Two separate sorties lasting a total of 120 minutes saw the aircraft fly faster than 180 knots without human hands on the controls.
“Bell demonstrated the elements required of end-to-end autonomous/unmanned flight over two sorties, while two safety pilots on board monitored each step and evaluated the aircraft’s performance,” the company said in a statement. “The various stages were done piece by piece, not as a continuous activity.”
The advanced tiltrotor, which Bell developed as a part of the U.S. Army’s Joint Multi-Role Technology Demonstration (JMR-TD) program, made an automatic vertical take-off and entered hover, then made a departure climb, and transitioned to cruise mode. It demonstrated automated waypoint navigation, loitered over an objective, conversion to helicopter mode by rotating its nacelles, approached a designated hover point and then made an automated vertical landing.

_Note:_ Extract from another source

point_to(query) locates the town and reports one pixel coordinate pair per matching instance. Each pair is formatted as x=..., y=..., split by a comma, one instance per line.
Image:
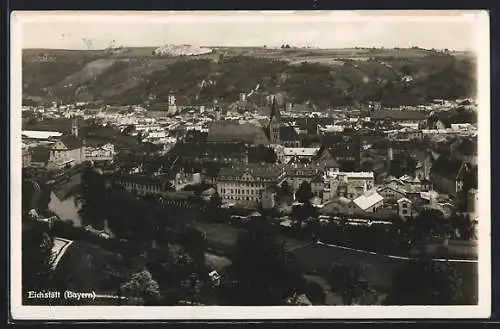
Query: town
x=278, y=166
x=345, y=177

All of the maneuvers were flown in the V-280 simulator to test both the aircraft’s software and flight controls.
“Bell first vetted all software in our state-of-the-art systems integration lab before flying upgraded flight control software allowing for different autopilot functionality on Dec. 6,” the company said. “While the V-280 effort focused on the specific air vehicle control laws, other aspects of autonomous flight are being matured company-wide as program agnostic autonomy solutions.”